AAAAHH

They remade Avatar: The Last Airbender as a live action TV show on Netflix. Unlike the original animated cartoon (it isn’t an anime apparently), the live action remake is broken into hour-long mega episodes spanning multiple story arcs at a time. I’ve only seen the first episode so far, but I can already tell the pacing will be rough. In order to check that I am not just nostalgia tripping, I went ahead and downloaded the original series as well and started watching that too.

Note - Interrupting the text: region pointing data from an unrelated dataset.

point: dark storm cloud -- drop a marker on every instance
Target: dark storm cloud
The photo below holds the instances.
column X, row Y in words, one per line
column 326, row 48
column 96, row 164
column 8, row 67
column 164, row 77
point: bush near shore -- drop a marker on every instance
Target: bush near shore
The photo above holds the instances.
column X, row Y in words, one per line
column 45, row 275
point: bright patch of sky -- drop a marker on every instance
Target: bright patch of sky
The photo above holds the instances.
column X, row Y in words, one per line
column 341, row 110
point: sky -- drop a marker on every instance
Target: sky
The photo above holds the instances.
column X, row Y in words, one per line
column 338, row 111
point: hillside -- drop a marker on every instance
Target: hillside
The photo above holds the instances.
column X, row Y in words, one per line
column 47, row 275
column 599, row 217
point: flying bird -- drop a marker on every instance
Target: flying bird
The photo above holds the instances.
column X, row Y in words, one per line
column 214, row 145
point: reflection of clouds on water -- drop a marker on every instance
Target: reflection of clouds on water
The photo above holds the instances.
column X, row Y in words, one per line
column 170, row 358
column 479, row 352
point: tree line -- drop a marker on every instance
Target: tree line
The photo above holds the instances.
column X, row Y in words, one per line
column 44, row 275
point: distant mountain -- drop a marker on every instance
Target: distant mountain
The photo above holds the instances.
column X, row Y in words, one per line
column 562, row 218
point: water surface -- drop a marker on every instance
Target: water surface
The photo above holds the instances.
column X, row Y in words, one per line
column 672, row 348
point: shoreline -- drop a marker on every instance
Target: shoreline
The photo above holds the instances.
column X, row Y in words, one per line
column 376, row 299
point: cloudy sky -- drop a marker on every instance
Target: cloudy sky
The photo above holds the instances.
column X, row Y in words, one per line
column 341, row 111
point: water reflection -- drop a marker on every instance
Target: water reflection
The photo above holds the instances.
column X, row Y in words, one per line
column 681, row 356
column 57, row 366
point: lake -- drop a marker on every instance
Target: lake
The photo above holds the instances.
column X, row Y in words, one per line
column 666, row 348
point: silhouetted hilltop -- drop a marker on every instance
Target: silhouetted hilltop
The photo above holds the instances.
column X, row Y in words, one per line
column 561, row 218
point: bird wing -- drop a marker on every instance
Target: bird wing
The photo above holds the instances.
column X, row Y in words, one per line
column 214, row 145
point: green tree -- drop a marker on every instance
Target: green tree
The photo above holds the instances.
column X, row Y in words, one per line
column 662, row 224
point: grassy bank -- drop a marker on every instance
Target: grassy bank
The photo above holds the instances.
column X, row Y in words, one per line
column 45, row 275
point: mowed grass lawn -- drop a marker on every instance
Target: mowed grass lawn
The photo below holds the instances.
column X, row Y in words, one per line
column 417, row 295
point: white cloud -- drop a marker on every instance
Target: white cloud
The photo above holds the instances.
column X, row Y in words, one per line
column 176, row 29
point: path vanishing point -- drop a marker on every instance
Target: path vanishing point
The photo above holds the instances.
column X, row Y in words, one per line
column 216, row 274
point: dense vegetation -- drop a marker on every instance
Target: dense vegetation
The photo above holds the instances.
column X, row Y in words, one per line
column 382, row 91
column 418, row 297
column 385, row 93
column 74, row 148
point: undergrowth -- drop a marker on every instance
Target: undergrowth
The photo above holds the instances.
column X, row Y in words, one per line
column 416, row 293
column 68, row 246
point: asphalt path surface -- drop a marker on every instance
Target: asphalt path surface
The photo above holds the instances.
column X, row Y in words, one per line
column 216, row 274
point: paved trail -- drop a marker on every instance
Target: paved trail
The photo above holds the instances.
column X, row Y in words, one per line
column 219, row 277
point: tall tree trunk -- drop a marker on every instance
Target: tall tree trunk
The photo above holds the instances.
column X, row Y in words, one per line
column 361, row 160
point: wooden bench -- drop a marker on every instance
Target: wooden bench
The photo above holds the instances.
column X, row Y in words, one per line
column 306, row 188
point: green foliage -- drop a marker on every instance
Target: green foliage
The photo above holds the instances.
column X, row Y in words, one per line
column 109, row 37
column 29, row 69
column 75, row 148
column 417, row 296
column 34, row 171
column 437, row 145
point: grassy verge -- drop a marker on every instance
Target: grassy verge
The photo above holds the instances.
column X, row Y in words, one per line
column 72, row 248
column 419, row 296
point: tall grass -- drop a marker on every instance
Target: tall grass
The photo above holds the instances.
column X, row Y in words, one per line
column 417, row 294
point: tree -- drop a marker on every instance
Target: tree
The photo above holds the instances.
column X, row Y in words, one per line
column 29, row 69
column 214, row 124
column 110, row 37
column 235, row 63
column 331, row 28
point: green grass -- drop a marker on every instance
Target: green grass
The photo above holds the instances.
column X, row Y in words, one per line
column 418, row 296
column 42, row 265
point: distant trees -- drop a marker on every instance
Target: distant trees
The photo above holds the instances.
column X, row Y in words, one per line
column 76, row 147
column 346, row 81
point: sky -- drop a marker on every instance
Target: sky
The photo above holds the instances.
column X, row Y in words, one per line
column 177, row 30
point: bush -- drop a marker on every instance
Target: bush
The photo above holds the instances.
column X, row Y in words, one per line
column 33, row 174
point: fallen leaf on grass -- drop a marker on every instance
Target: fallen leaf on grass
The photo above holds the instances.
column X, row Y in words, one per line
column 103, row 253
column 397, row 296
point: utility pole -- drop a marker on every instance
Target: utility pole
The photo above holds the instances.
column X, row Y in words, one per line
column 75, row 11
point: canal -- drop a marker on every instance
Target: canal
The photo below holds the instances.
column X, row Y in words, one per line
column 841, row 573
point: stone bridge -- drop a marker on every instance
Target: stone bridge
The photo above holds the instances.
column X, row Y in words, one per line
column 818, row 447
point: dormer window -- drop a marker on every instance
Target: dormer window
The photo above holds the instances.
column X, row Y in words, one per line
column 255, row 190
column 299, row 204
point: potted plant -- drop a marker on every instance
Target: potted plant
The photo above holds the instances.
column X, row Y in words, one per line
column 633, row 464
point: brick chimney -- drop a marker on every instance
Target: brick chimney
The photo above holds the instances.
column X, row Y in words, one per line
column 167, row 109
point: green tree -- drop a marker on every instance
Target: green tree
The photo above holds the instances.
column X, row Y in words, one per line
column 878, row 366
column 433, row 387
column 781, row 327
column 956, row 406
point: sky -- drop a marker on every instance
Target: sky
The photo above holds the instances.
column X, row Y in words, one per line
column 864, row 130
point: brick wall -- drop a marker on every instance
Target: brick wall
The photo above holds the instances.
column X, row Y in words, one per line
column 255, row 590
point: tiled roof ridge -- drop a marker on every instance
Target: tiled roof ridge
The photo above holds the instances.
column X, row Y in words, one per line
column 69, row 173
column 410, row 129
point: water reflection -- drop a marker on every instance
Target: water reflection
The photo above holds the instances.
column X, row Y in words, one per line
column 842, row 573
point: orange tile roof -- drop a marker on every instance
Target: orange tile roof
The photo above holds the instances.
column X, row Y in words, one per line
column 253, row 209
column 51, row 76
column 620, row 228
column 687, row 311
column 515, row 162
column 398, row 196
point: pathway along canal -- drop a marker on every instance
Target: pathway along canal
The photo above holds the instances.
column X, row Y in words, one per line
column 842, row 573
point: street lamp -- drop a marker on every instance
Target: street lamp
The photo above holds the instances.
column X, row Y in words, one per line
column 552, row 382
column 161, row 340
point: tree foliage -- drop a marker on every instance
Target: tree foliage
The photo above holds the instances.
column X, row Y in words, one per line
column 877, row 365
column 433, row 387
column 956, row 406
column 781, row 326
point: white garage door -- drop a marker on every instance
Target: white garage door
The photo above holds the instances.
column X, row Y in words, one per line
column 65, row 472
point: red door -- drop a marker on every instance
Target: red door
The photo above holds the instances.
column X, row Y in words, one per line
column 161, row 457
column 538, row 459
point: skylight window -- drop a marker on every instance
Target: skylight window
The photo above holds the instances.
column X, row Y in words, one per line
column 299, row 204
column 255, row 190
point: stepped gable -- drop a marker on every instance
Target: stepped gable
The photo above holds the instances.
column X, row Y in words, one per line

The difference is night and day. The new series begins with the main story plot up front: we meet the fire lord, we see Aang run away from the air temple, and we even get to see the air nomads get genocided all before ever meeting the water tribe. In contrast, the worldly exposition in the original series is only a couple minutes long. Katara explains that 100 years ago the fire nation started a war with the other nations and screwed everything up. Quickly, the original series brings us to Sokka and Katara fishing together. The stakes are much lower at this point in the cartoon and the main trio meet up without having the baggage of war and genocide hanging over the scene. It takes the live action show over 20 minutes to reach the same point–the length of an entire animated ATLA episode!

This emphasis on story framing comes at the cost of character development. It seems like live-action Aang barely gets to have any quality time with his new water tribe friends before Prince Zuko shows up to steal Aang away. The interactions we do get are certainly a lot darker– Aang is informed of the loss of everything he knows, fights Zuko, and goes to see his dead family at the Southern Air Temple all in one episode. I imagine things will get a lot lighter as the adventure picks up, but this first episode is just a slog. Meanwhile in the animation, Aang is sneezing and flying up into the air and sledding on penguins and playing in the snow. Katara is dropping fish on Sokka’s head while trying to water bend, and she accidentally blows up an iceberg after Sokka tells her to go help out with woman chores in the village (that part’s gone in the live action too). While the movie is transparent about Aang being the Avatar and we get his whole backstory in the first 20 minutes, the animated show keeps this ambiguous. Katara even asks Aang if he knows anything about the Avatar, to which he sheepishly declines. He then has a nightmare sequence that alludes to his circumstances (stranded at sea during a storm), but Aang’s full backstory doesn’t completely unfold until the end of episode three.

The live action info-dumps in an unflattering way. Aang is made to seem sort of cruel in the way that he abandons his family just before they get cooked. And when the plot line is laid out like the exposition to a war movie, it seems kind of cheesy. This isn’t to say that ATLA is a deep show–it is literally an adventure story that takes place during a war–but it feels really extra flat when the guts are spilled right there in the first 20 minutes, cheesy big helmet fire lord and all!

The original ATLA is a fantastic piece of media (well planned, amazingly paced, oozing with original ideas and characters), so remakes are destined to fail by comparison. Even the change of medium is jarring! Animation suits Aang so well. He feels weightless in 2D, and all the characters can be extremely emotive thanks to the fact that they are drawings rather than physical humans that have to act like real people and magic cartoon characters at the same time. I won’t comment on the acting in the live action, it is fine I think. Hovering and soaring doesn’t look quite right in the live action series, though. It feels very computer generated. Sometimes the sets feel fake too, but other times the shimmering ice caught me.

If you haven’t ever watched ATLA, watch the original series. It is considered one of the best cartoons of all time for a reason. The live action has yet to wow me. I like live action Sokka.